Global law firm Kennedys has resumed its annual global salary increase and bonus reviews, that were initially put on hold due to the financial uncertainty resulting from the Covid-19 (Coronavirus) pandemic.
The delayed salary performance-based reviews, which were due to take place in May 2020 for non-lawyer employees and September 2020 for lawyers, have now been rescheduled for November 2020 after the organisation saw a 9% increase in growth over the past 12 months.
Kennedys has not made any redundancies, reduced staff hours, introduced pay cuts, or placed any employees on the government furlough scheme. The organisation is also honouring its trainee and apprenticeship scheme and is employing 27 trainees in August and 11 apprentices in September.
Nick Thomas, senior partner at Kennedys, said: “It gives me immense satisfaction and pride to lead a partnership which chooses to reward our staff during what is a challenging time for so many businesses. The reality is that [employees] have earned it and deserve it having demonstrated their ability to maintain productivity remotely.

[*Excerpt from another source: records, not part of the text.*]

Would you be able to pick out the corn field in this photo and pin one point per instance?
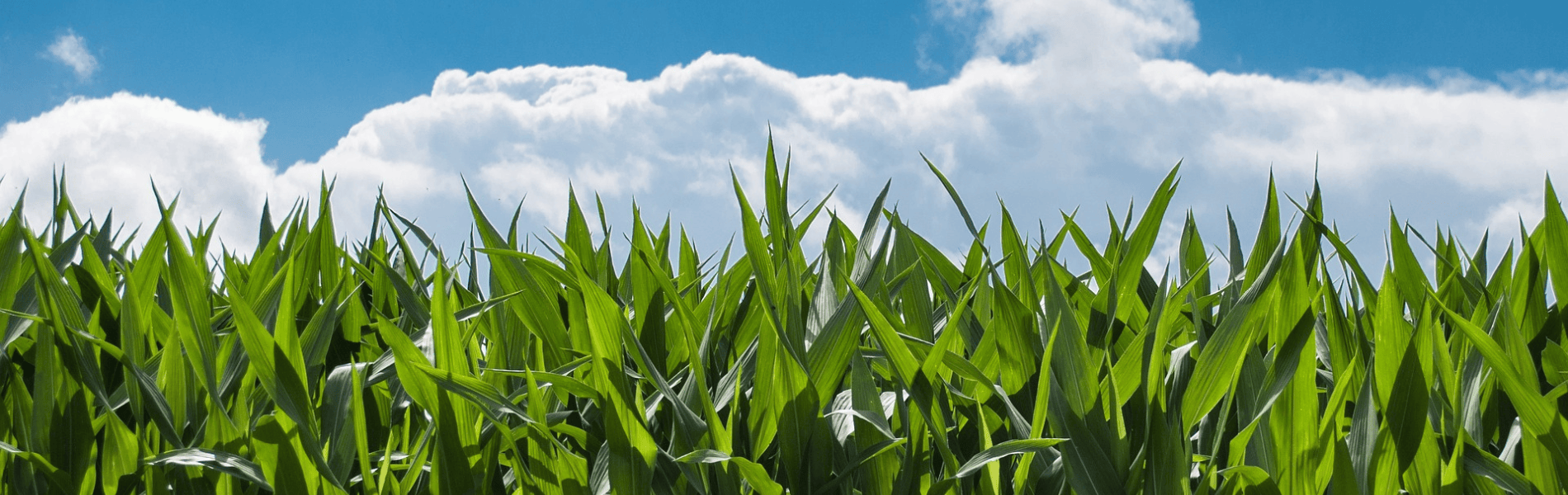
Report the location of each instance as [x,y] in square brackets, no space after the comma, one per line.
[160,362]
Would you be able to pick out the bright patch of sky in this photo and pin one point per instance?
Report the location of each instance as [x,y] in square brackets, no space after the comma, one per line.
[1444,110]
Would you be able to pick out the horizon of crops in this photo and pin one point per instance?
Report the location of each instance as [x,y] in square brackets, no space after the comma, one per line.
[137,364]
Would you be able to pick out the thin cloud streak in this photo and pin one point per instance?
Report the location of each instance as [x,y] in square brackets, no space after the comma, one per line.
[73,50]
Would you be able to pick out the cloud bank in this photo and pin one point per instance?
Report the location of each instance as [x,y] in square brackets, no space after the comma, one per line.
[73,50]
[1066,104]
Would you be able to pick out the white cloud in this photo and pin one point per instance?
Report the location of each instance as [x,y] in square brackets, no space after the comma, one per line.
[1068,102]
[73,50]
[113,149]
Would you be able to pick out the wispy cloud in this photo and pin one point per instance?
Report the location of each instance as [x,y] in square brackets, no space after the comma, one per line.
[73,50]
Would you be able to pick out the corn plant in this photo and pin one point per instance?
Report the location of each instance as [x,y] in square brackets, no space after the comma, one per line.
[162,362]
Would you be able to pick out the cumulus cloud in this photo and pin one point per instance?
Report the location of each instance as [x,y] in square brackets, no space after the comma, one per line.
[1068,102]
[115,149]
[73,50]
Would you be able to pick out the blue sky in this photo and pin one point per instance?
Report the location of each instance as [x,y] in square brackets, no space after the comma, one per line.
[315,68]
[1444,110]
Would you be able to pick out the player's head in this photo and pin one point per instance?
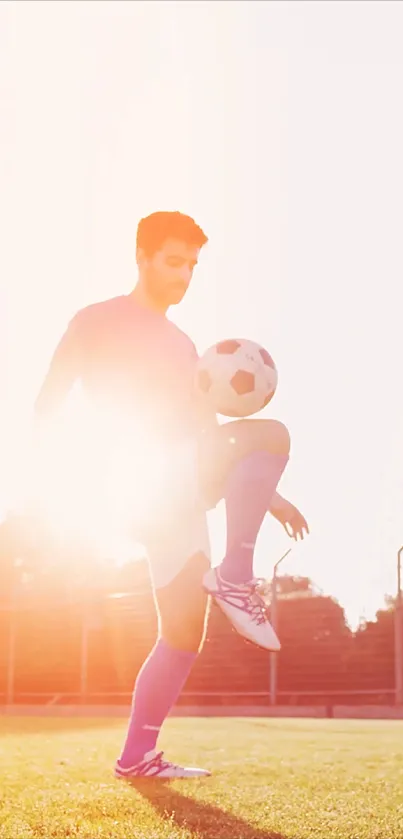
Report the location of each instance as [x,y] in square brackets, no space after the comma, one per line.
[168,245]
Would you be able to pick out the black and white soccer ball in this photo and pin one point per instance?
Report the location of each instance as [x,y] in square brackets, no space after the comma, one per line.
[237,377]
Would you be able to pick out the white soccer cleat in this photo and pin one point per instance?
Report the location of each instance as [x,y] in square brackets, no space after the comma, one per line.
[245,607]
[153,765]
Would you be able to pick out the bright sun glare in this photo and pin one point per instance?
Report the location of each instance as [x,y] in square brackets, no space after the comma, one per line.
[93,473]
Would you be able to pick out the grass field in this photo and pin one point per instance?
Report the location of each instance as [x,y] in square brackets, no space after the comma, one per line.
[273,779]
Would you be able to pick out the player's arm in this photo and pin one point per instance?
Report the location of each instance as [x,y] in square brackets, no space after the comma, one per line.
[63,372]
[289,516]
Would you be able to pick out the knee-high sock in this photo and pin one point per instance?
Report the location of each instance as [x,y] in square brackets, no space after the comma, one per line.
[248,493]
[157,688]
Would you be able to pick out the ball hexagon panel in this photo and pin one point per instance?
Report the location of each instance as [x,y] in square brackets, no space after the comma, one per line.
[237,377]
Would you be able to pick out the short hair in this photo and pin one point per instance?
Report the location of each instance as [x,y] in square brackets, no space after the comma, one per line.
[154,230]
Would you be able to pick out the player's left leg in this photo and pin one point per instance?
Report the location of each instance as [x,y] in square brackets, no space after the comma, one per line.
[243,462]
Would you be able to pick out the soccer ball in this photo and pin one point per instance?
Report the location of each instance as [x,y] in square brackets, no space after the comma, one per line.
[237,377]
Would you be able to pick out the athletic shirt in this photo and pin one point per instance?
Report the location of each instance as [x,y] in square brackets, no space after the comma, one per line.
[133,363]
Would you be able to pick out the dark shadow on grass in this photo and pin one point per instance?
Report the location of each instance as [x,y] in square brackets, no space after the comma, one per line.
[207,821]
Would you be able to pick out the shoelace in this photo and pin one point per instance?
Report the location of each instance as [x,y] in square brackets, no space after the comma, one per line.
[159,764]
[251,597]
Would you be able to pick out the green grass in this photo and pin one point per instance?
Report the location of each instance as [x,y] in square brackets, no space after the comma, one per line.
[273,779]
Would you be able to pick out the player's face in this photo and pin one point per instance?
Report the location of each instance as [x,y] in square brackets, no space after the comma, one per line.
[167,274]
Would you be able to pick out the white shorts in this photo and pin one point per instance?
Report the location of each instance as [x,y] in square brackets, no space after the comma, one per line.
[175,527]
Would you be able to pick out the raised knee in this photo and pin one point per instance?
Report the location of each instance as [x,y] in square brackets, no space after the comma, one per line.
[278,437]
[253,434]
[187,634]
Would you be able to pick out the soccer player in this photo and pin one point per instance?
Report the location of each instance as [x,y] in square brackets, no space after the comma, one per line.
[135,363]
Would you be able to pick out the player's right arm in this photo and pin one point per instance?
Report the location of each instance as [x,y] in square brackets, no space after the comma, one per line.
[64,370]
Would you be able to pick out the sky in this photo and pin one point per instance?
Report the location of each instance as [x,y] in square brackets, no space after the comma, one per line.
[279,127]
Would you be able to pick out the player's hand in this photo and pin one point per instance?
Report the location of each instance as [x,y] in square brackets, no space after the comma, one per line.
[294,523]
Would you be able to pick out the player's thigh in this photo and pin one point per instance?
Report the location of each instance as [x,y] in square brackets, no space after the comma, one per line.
[179,557]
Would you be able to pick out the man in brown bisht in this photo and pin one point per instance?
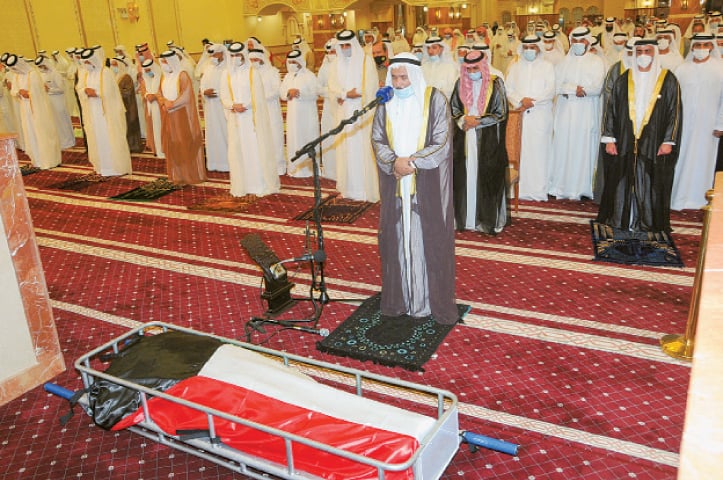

“As a business, we live and breathe by doing the right thing for our people and our clients, and we will never lose sight of the fact that our success is down to our people.
“We make these increases partly off the back of an excellent financial year, but also with an eye on further success. We are certainly not immune to the challenges of the pandemic, but we are a strong, well-run business and will proceed this year with a combination of cautious optimism and a focus on continued growth.”